In which our hero attempts to serve as Library Oracle

An MLIS student I know recently asked me to provide a “brief but insightful” response to the following question:

“Emerging technologies and changing library services will require an almost continuous state of change in libraries and information centers. What are the implications for leadership in those organizations in terms of organizational structures, staffing, and managerial behavior?”

My first thought1 was “That’s a stupid question. Libraries have always dealt with change and good management/organization should be technologically agnostic.” My second thought was “She probably won’t appreciate that response as much as I do.” So, I got to thinking and decided to answer at slightly greater length and re-frame the question. I include my response, in full, below and invite comment, criticism or ridicule. The Library Oracle keeps regular business hours and inquiries to his person may be delivered by carrier pigeon, written longhand on a papyrus scroll or posted in the comments.
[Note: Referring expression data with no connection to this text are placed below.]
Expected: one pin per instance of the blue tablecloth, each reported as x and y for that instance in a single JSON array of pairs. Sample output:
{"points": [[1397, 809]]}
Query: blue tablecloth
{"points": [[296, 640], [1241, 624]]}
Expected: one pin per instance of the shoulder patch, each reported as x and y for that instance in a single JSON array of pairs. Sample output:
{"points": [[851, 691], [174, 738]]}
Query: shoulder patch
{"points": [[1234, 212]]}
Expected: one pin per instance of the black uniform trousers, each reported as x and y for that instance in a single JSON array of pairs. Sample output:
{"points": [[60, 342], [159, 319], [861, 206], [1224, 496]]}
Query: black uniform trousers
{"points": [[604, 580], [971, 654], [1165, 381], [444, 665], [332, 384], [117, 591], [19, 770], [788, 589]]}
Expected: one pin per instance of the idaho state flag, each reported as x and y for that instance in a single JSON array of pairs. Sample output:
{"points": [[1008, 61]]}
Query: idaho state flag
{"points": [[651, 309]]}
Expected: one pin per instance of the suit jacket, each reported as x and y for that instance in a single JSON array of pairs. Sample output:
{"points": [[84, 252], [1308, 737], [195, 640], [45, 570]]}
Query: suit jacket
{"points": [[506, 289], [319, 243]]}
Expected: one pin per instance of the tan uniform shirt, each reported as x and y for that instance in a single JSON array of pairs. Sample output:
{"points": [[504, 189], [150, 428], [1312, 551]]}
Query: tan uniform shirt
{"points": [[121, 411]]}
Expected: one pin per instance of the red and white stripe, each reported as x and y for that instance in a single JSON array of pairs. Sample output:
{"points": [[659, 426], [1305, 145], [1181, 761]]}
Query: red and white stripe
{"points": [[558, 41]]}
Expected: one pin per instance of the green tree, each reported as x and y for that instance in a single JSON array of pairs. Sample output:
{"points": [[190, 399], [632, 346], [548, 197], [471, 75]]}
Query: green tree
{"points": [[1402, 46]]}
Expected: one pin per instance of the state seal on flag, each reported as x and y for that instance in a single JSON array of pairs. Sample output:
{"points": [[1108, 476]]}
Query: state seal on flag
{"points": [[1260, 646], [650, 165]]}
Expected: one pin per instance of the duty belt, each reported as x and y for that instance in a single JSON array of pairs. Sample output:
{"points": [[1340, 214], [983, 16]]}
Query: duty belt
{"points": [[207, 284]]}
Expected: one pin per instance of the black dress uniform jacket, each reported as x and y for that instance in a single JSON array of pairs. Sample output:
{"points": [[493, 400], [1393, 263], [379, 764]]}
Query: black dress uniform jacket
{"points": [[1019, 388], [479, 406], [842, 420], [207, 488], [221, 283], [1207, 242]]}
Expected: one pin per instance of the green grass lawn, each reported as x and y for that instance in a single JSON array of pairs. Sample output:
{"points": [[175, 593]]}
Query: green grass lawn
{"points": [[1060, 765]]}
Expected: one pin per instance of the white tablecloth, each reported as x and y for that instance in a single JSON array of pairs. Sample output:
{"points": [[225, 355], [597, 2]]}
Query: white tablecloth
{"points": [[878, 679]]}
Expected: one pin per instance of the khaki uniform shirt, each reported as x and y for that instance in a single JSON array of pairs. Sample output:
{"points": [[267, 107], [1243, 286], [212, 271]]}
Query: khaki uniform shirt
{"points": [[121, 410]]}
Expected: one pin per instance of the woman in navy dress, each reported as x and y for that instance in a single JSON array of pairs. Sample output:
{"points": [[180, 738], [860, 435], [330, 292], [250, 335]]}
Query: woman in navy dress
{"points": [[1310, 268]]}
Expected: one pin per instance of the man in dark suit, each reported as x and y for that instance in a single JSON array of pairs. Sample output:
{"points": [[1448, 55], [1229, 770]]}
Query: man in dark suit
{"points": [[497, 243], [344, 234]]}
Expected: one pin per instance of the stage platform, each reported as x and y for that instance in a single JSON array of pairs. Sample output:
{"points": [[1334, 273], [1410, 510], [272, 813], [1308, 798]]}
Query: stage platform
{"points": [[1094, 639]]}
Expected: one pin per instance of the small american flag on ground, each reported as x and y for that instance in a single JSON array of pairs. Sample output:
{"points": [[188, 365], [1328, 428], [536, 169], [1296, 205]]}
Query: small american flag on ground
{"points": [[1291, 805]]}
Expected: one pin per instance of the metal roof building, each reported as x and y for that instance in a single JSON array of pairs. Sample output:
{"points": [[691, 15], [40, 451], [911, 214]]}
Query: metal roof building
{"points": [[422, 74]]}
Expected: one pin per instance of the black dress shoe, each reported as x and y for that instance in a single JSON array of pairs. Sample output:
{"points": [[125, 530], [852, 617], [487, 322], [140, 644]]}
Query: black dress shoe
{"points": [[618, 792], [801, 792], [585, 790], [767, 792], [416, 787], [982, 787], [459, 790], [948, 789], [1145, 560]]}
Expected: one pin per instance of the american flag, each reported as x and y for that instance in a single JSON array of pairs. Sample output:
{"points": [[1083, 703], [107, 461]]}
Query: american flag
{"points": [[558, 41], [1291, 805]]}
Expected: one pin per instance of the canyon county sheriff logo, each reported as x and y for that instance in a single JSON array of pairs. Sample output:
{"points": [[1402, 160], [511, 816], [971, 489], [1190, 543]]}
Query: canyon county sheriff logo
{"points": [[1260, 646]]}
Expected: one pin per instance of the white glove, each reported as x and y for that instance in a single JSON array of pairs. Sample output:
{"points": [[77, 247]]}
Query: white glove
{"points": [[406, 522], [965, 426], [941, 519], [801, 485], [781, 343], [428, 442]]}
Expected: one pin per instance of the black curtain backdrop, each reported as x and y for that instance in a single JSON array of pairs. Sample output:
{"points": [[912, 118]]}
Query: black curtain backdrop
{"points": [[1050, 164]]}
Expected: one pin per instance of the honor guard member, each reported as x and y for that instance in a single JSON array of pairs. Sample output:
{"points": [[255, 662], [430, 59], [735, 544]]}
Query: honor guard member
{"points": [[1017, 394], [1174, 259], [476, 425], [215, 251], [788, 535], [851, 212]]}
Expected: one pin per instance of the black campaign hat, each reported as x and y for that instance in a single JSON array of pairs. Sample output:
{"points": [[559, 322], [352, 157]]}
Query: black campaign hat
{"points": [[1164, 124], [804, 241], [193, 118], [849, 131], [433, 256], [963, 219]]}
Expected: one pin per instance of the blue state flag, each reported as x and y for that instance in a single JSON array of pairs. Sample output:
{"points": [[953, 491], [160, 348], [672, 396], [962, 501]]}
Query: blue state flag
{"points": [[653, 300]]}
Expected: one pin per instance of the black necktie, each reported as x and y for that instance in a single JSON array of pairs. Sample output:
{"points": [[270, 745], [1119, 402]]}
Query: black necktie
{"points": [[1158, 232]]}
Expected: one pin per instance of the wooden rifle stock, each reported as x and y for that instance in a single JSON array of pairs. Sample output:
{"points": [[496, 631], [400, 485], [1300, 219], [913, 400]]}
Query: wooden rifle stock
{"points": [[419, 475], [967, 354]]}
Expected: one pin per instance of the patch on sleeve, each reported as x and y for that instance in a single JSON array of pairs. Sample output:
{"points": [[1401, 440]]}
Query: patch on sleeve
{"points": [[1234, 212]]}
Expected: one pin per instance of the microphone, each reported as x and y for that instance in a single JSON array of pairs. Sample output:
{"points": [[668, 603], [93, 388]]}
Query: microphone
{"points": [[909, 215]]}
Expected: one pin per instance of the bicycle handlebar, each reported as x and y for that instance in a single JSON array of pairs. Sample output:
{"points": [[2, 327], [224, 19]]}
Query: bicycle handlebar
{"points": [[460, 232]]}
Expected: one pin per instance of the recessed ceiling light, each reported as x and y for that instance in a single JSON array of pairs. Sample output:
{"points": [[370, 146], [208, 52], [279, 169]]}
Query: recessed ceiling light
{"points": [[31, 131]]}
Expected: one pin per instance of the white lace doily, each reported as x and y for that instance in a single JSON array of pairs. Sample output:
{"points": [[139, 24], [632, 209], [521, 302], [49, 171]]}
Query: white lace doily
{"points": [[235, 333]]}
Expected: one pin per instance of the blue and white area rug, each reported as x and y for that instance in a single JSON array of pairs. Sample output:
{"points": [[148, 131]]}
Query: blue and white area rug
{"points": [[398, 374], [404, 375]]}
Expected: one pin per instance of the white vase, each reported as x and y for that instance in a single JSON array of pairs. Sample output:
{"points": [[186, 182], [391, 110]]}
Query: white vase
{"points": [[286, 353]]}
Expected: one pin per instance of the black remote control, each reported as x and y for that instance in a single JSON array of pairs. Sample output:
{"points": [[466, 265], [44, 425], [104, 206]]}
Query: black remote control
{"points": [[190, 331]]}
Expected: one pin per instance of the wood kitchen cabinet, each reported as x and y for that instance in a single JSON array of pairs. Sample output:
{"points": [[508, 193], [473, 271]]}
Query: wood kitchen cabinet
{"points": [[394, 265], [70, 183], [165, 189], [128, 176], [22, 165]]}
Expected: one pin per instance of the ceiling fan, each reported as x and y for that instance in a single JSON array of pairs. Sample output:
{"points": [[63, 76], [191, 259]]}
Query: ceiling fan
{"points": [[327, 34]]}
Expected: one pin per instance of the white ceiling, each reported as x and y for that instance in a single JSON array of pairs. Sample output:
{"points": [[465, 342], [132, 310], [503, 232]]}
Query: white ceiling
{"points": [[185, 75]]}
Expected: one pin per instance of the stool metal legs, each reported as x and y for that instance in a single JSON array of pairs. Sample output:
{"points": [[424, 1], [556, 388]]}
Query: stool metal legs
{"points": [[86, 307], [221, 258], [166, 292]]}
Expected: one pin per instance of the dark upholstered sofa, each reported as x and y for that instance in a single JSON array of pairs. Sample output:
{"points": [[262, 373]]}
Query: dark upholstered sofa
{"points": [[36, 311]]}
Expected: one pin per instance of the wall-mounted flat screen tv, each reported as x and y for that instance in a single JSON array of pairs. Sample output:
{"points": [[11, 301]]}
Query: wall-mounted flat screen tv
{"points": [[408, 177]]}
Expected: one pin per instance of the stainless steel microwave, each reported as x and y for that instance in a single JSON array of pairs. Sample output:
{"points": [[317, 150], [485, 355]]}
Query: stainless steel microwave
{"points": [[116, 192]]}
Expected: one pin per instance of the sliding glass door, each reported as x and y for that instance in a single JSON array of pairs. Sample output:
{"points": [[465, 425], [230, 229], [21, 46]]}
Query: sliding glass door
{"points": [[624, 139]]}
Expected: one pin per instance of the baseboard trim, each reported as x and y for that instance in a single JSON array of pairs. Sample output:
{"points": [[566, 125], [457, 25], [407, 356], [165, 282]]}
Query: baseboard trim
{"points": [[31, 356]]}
This is less a forecast for the future and more a statement of the current situation. Emerging technologies have always driven change and shaped library services. I think what this question is getting at is the acceleration of technology that requires more frequent change in response to what is possible for and expected of libraries.

The biggest challenge facing leadership based on the rapid acceleration of change is in determining what libraries as institutions will look like in the future. We need to set our institutional missions based on what technological change makes possible and how this affects what our community expects. If, in the next ten years, ebooks are the dominant form of content distribution, what do we do about buldings and services that are based around physical books? How will publisher control over e-content shape what we can and cannot do? What services do we provide that become obsolete when physical limitations on media go away? What new services can we provide absent these limitations? Is our relationship with the community primarily transactional (checking out items) or relational (a place to gather, share, learn, etc.)? These are all questions that are affected by the rapid change of technology and need answering. These are questions that will determine what people think of when they hear the word “library” ten years from now.

The answers to these questions will affect the what of staffing, organizational structure and managerial behavior but I’m not sure they have much to do with the how. The tools are going to be different but the core principles should look pretty familiar. You need to hire an adequate number of staff members who have the core competencies to fulfill the mission of the library. You need to manage that staff in a way that keeps them motivated and productive. The implications for leadership in this case is that you have to keep pace with the world around you and hire/manage accordingly. I don’t see this as being a fundamental change from previous decades.

Aside from a broader physical distribution of the workforce (telecommuting, distance learning centers, “virtual branches”) the organizational structure will still require leaders with vision, managers with people skills, and workers with technical proficiency. I don’t think technology is going to bring about some sort of mercenary/contractor workforce in libraries that removes the traditional hierarchy of an institution. The challenge for leaders during this decade, as ever, is to maintain the viability of the institution by enhancing the life of the community they serve. If libraries do indeed survive as institutions, the things that make institutions tick will still apply.

Both brief and insightful if you ask me.